As the consumption of caffeine laced foods and beverages increases, it stimulates the cortex of the brain, thus, heightening the intensity of mental activities. Depending upon an individual’s weight, build, and tolerance levels, it affects each person differently, and for different durations of time, though these effects stay on for 4 to 8 hours after consumption. However, this feeling of alertness would fade away in a short while, thereby replacing it with drowsiness, fatigue, high levels of anxiety, etc.

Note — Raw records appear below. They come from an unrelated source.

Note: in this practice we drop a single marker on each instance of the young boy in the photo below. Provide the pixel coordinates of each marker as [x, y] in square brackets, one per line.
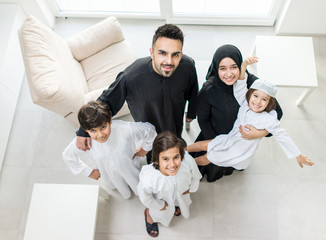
[116, 146]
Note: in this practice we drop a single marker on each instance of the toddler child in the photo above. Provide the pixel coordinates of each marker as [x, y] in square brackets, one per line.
[257, 108]
[165, 185]
[116, 148]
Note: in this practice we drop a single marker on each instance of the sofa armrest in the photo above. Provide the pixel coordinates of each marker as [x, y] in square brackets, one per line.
[95, 38]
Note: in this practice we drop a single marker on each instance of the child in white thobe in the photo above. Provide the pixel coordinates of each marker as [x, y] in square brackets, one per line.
[256, 109]
[114, 153]
[166, 183]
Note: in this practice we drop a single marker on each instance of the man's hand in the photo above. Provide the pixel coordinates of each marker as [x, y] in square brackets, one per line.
[140, 152]
[95, 174]
[165, 205]
[83, 143]
[249, 132]
[301, 159]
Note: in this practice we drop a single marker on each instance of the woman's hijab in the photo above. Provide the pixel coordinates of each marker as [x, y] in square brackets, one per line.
[224, 51]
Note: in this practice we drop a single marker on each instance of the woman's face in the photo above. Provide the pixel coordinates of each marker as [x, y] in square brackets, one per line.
[228, 71]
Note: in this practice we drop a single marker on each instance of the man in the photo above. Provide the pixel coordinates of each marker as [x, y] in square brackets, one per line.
[156, 88]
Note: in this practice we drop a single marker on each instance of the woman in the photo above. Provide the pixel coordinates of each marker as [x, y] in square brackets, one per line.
[217, 107]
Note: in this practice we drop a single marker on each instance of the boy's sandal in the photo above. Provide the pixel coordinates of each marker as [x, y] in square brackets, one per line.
[177, 211]
[152, 229]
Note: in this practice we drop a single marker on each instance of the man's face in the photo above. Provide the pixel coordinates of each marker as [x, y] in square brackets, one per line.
[166, 55]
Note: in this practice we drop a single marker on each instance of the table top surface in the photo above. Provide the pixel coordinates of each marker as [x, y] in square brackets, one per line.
[62, 211]
[286, 61]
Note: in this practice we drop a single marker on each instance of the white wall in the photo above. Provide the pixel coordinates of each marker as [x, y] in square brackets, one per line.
[302, 17]
[37, 8]
[11, 69]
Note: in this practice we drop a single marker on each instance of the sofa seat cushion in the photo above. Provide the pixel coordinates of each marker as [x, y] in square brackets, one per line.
[102, 68]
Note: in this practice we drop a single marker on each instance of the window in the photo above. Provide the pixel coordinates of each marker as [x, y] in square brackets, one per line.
[219, 12]
[119, 7]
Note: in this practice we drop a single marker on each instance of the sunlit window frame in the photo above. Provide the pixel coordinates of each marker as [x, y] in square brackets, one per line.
[167, 15]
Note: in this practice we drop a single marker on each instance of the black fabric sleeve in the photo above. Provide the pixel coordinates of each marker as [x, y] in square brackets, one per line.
[191, 93]
[203, 108]
[115, 95]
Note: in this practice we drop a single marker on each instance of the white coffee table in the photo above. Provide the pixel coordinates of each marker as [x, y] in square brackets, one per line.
[62, 211]
[287, 62]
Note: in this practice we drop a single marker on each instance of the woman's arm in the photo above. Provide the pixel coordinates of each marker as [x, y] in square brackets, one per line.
[203, 109]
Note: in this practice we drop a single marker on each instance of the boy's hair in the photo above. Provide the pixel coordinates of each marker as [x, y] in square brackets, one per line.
[164, 141]
[94, 114]
[270, 106]
[169, 31]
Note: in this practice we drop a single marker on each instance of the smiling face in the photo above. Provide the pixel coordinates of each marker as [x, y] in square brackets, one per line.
[102, 133]
[170, 161]
[166, 55]
[228, 71]
[258, 101]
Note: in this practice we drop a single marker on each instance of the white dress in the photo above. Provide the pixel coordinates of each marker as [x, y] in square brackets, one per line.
[155, 189]
[114, 157]
[230, 150]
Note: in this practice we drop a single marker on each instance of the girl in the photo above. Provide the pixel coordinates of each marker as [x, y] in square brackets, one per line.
[165, 185]
[216, 106]
[257, 109]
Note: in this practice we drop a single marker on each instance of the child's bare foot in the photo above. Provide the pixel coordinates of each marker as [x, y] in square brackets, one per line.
[151, 227]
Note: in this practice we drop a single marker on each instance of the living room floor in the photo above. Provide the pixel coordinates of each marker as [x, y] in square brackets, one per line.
[273, 199]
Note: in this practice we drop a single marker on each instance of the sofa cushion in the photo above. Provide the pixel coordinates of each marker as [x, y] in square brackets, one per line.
[55, 78]
[95, 38]
[102, 68]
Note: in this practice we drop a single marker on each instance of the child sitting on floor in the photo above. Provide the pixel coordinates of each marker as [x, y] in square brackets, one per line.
[257, 108]
[116, 146]
[165, 185]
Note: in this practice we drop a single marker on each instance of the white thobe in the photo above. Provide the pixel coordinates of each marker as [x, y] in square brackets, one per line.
[230, 150]
[155, 189]
[114, 157]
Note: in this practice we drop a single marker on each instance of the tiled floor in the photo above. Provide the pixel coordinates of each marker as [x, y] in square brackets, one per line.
[273, 199]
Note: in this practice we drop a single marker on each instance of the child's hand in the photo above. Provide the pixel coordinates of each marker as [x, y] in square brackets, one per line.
[202, 160]
[301, 159]
[244, 65]
[95, 174]
[140, 152]
[165, 205]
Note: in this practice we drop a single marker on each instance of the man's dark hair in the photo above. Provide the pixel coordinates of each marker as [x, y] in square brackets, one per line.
[168, 31]
[164, 141]
[94, 114]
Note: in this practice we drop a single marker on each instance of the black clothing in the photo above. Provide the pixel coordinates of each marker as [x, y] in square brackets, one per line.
[217, 108]
[153, 98]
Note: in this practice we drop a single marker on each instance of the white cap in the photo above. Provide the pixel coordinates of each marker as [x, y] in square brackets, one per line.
[265, 86]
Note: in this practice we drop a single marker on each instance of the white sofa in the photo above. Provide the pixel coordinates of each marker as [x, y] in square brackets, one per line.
[63, 74]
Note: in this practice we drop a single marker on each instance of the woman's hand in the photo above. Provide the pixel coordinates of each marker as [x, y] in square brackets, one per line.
[186, 192]
[140, 152]
[165, 205]
[249, 132]
[83, 143]
[95, 174]
[248, 61]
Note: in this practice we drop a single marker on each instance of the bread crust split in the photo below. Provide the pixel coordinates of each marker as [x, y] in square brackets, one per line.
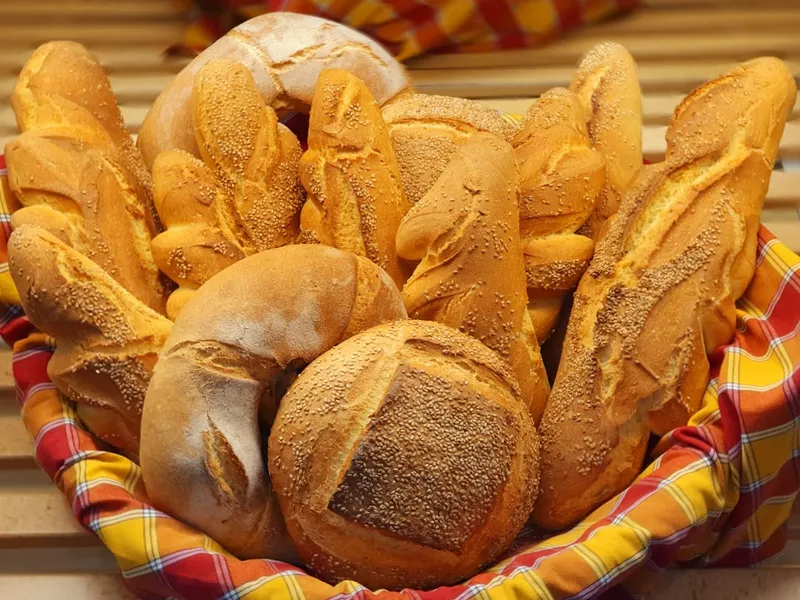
[285, 53]
[76, 172]
[232, 351]
[351, 174]
[243, 197]
[561, 177]
[426, 131]
[107, 341]
[465, 233]
[660, 291]
[404, 457]
[607, 85]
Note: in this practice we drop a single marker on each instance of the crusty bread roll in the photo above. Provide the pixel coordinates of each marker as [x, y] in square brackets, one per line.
[285, 52]
[64, 90]
[660, 291]
[351, 174]
[404, 457]
[560, 177]
[244, 197]
[231, 351]
[76, 172]
[465, 231]
[107, 341]
[608, 86]
[426, 130]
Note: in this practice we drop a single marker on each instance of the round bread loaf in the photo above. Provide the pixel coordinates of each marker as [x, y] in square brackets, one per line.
[426, 130]
[285, 52]
[232, 351]
[404, 457]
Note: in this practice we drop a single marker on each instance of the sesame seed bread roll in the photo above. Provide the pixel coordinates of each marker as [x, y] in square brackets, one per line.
[660, 291]
[285, 53]
[351, 175]
[107, 341]
[608, 86]
[404, 457]
[75, 170]
[465, 232]
[560, 179]
[233, 350]
[243, 197]
[426, 131]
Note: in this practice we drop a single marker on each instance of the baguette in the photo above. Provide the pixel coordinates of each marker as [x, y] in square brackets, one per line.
[471, 277]
[285, 53]
[608, 86]
[351, 174]
[244, 197]
[107, 341]
[76, 172]
[660, 291]
[426, 131]
[561, 177]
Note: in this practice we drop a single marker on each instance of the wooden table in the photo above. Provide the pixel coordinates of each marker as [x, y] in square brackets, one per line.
[678, 45]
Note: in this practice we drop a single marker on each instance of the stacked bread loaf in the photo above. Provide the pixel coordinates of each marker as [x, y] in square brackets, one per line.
[287, 405]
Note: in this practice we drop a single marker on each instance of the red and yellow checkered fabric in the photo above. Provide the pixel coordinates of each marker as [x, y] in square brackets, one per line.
[718, 491]
[412, 27]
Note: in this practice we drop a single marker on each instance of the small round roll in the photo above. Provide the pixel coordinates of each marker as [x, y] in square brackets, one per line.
[404, 457]
[232, 352]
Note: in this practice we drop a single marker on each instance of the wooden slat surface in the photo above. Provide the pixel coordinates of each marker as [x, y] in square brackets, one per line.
[678, 45]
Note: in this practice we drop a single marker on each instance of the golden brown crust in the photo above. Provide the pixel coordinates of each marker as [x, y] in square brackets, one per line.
[608, 86]
[233, 347]
[285, 52]
[244, 197]
[426, 131]
[660, 290]
[76, 172]
[561, 177]
[471, 276]
[404, 457]
[351, 175]
[107, 341]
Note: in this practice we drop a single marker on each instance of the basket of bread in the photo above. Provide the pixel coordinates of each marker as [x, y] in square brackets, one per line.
[417, 348]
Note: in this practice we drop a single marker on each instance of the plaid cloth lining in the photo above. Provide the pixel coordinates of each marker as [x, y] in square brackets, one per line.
[719, 491]
[409, 28]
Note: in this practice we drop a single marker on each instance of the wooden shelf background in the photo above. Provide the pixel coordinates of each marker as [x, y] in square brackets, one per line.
[678, 45]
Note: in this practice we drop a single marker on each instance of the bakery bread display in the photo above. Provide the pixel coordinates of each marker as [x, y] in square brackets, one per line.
[608, 87]
[285, 52]
[280, 400]
[465, 232]
[107, 340]
[404, 457]
[76, 172]
[560, 178]
[243, 197]
[659, 293]
[233, 350]
[426, 130]
[351, 174]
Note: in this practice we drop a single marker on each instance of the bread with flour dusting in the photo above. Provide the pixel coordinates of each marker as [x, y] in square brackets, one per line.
[285, 52]
[232, 352]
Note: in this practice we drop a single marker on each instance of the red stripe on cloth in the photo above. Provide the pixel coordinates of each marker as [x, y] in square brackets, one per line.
[570, 13]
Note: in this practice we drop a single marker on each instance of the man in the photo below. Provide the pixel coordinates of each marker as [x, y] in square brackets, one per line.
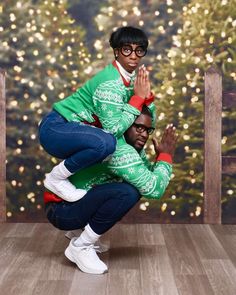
[114, 187]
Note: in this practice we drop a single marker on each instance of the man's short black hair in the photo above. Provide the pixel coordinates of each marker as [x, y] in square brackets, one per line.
[128, 35]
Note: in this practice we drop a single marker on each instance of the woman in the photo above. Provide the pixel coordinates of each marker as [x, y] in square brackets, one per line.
[111, 100]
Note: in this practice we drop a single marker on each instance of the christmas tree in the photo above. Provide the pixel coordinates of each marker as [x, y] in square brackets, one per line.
[43, 53]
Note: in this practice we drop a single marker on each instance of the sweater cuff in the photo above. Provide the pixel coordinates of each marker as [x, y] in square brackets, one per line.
[137, 102]
[149, 99]
[164, 157]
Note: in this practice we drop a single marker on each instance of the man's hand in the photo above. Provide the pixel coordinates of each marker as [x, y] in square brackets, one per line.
[168, 141]
[142, 83]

To counter this effect, one tends to consume more caffeine products. When this habit tends to go out of control, one would find it difficult to get by without that cup of coffee or other caffeine items, hence, resulting in an addiction. When this habit starts affecting an individual emotionally and physically, it is necessary to get rid of this habit before it progresses into a serious health complication.
Our brain starts to adapt to the continual presence of caffeine by substantially increasing the number of adenosine receptors in the central nervous system. In time it requires a relative increase in its dose to sustain alertness and other mental activities, which can often culminate in an overdose. However, when a sudden reduction in the intake occurs, it effectively increases the normal physiological effects of adenosine, resulting in withdrawal symptoms. These withdrawal symptoms can start anywhere between 12 to 20 hours after the last dose.
A severe headache is often the first exhibited symptom associated with this withdrawal. Fatigue, restlessness, and a feeling of hopelessness is also commonly observed among those who are resisting its intake. Irritation, mood instability, and depression, sometimes accompanied with nausea and muscle stiffness may also occur.
Some people experience difficulty in sleeping, while some just feel sleepy and exhausted throughout the day. Depression, heightened anxiety, and accelerated heartbeat may also occur. Further, it includes drowsiness, lethargy, trembling, and reduced concentration. In order to reduce the severity of these symptoms, it is advisable to ease off caffeine over a period of 7-15 days by reducing its consumption. It’s best to reduce and stop its intake, and then regulate its use.
These symptoms of withdrawal can last anywhere, from a week to a month, depending upon the severity of one’s addiction. This addiction, unlike that of other substances, is not difficult to come off, and once is done, there should be a moderation in the consumption of the same.
Disclaimer: This article is for informative purposes only, and should not be used as a replacement for expert medical advice.